Hufton v. Hufton

Decision Date06 November 1913
Citation25 Idaho 96,136 P. 605
PartiesHESTER B. HUFTON, Appellant, v. WILLIAM HUFTON, Respondent
CourtIdaho Supreme Court

ACTION FOR DIVORCE-CONFLICT IN EVIDENCE.

1. Where there is a substantial conflict in evidence, the findings of fact and judgment based thereon will not be set aside on appeal.

APPEAL from the District Court of the Third Judicial District for Ada County. Hon. Charles P. McCarthy, Judge.

Action for divorce. Judgment for defendant. Affirmed.

Judgment affirmed, with costs in favor of the appellant.

Pence & Koelsch, for Appellant.

"The findings of fact must support the judgment, and if not, the judgment must be reversed." (Ponting v. Isaman, 7 Idaho 581, 65 P. 434.)

"There is not a substantial conflict in the evidence such as to bring it within the rule that where there is a substantial conflict in the evidence, the finding of the court will not be disturbed." (Wood v. Broderson, 12 Idaho 190, 85 P. 490.)

"In equity cases the appellate court will examine the evidence with a view to sustain the trial court in its findings and judgment, but will reverse the judgment if the evidence is insufficient to sustain it." (Small v.

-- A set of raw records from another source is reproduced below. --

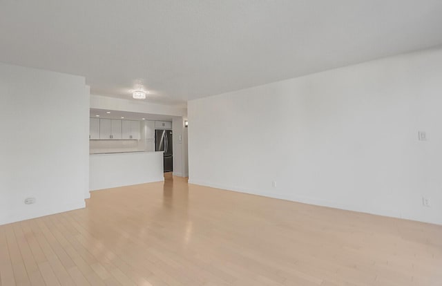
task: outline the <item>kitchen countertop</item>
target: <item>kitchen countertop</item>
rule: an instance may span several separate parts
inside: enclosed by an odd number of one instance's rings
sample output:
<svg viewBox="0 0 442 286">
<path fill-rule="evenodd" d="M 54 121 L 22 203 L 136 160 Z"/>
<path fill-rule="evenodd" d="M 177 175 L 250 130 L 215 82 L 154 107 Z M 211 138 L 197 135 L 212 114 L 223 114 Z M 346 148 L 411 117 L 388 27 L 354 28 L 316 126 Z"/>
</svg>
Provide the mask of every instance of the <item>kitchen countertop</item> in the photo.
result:
<svg viewBox="0 0 442 286">
<path fill-rule="evenodd" d="M 129 151 L 129 152 L 99 152 L 99 153 L 90 153 L 89 155 L 116 155 L 116 154 L 137 154 L 141 153 L 158 153 L 163 151 Z"/>
</svg>

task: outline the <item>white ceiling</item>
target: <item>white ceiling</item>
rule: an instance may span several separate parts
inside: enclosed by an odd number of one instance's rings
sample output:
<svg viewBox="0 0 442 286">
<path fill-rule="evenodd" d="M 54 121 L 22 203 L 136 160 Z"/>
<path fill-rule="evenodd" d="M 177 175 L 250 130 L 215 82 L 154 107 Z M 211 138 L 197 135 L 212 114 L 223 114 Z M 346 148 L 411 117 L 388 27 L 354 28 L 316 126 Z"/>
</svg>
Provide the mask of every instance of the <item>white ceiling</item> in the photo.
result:
<svg viewBox="0 0 442 286">
<path fill-rule="evenodd" d="M 442 44 L 441 0 L 0 1 L 0 61 L 175 104 Z"/>
<path fill-rule="evenodd" d="M 110 113 L 106 113 L 110 112 Z M 97 116 L 99 115 L 99 116 Z M 172 117 L 157 114 L 138 113 L 121 111 L 108 111 L 105 109 L 90 108 L 89 117 L 91 118 L 124 119 L 125 120 L 159 120 L 172 121 Z M 122 118 L 124 117 L 124 118 Z M 144 118 L 144 120 L 143 120 Z"/>
</svg>

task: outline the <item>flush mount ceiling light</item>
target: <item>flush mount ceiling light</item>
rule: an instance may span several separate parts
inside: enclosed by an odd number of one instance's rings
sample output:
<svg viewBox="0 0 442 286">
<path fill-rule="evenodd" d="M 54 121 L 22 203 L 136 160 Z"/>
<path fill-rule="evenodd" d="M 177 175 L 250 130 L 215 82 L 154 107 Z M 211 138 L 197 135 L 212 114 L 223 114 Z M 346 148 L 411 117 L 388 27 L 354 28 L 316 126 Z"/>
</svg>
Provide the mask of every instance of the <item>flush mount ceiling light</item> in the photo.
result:
<svg viewBox="0 0 442 286">
<path fill-rule="evenodd" d="M 135 99 L 146 99 L 146 92 L 143 90 L 135 90 L 132 93 L 132 97 Z"/>
</svg>

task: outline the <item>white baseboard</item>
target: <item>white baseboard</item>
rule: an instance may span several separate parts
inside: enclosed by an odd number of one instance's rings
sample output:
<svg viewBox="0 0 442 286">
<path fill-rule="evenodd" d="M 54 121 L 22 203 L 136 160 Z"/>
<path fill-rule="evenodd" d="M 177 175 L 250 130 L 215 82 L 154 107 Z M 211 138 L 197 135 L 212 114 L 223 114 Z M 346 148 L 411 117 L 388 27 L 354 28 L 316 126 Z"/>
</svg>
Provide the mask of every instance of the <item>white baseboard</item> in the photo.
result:
<svg viewBox="0 0 442 286">
<path fill-rule="evenodd" d="M 35 209 L 26 213 L 13 213 L 7 218 L 0 218 L 0 225 L 49 216 L 54 213 L 64 213 L 65 211 L 73 211 L 74 209 L 83 209 L 84 207 L 86 207 L 86 203 L 84 200 L 82 200 L 79 202 L 73 202 L 61 205 L 55 205 L 44 209 Z"/>
<path fill-rule="evenodd" d="M 228 186 L 228 185 L 224 185 L 222 184 L 212 183 L 209 182 L 204 182 L 203 180 L 192 180 L 191 178 L 189 178 L 189 184 L 210 187 L 211 188 L 220 189 L 222 190 L 248 193 L 248 194 L 255 195 L 255 196 L 261 196 L 267 198 L 289 200 L 292 202 L 301 202 L 303 204 L 313 204 L 313 205 L 320 206 L 320 207 L 331 207 L 333 209 L 343 209 L 346 211 L 356 211 L 359 213 L 374 214 L 376 216 L 387 216 L 390 218 L 403 218 L 403 219 L 416 220 L 416 221 L 419 221 L 423 222 L 442 225 L 442 222 L 440 222 L 440 221 L 427 221 L 427 220 L 417 220 L 413 218 L 407 218 L 403 216 L 403 214 L 398 210 L 393 210 L 393 209 L 387 210 L 383 209 L 379 209 L 374 206 L 369 206 L 369 209 L 361 209 L 361 207 L 354 206 L 354 205 L 343 204 L 342 203 L 340 203 L 338 202 L 325 201 L 323 200 L 318 200 L 314 198 L 297 196 L 296 195 L 294 196 L 294 195 L 287 194 L 287 193 L 266 193 L 266 192 L 257 192 L 255 190 L 251 190 L 251 189 L 247 189 L 234 187 L 234 186 Z"/>
</svg>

Harrington, 10 Idaho 499, 79 P. 461.)

D. T. Miller and Ira E. Barber, for Respondent.

Where there is substantial conflict in the evidence on which any finding of fact is based, such finding will not be disturbed on appeal. (Weeter Lumber Co. v. Fales, 20 Idaho 255, Ann. Cas. 1913A, 403, 118 P. 289; Blackfoot State Bank v. Crisler, 20 Idaho 379, 118 P. 775; Friedrich v. Donahue, 20 Idaho 92, 116 P. 1029; Thomason v. Lane-Potter Lumber Co., 20 Idaho 771, 119 P. 875; Coe v. McGran, 23 Idaho 582, 131 P. 1110; Griffith v. Griffith (Wash.), 133 P. 443.)

SULLIVAN, J. Ailshie, C. J., and Stewart, J., concur.

OPINION

SULLIVAN, J.

This action was brought by the appellant to obtain a divorce from the defendant. The action was tried by the court and findings of fact, conclusions of law and judgment entered in favor of the defendant. The appeal is from the judgment.

The only error assigned is the insufficiency of the evidence to support the findings and judgment. Upon a careful examination of the evidence we find there is a substantial conflict upon all of the material issues made by the pleadings. That being true, under the well-established rule of this court, the findings and judgment must be affirmed. (Friedrich v. Donahue, 20 Idaho 92, 116 P. 1029; Weeter Lumber Co. v. Fales, 20 Idaho 255, 118 P. 289, Ann. Cas. 1913A, 403, 118 P. 289; Blackfoot State Bank v. Crisler, 20 Idaho 379, 118 P. 775; Thomason v. Lane-Potter Lumber Co., 20 Idaho 771, 119 P. 875; Coe v. McGran, 23 Idaho 582, 131 P. 1110; Griffith v. Griffith (Wash.), 74 Wash. 284, 133 P. 443.)

The judgment must therefore be affirmed and it is so ordered, with costs in favor of the appellant.

Ailshie, C. J., and Stewart, J., concur.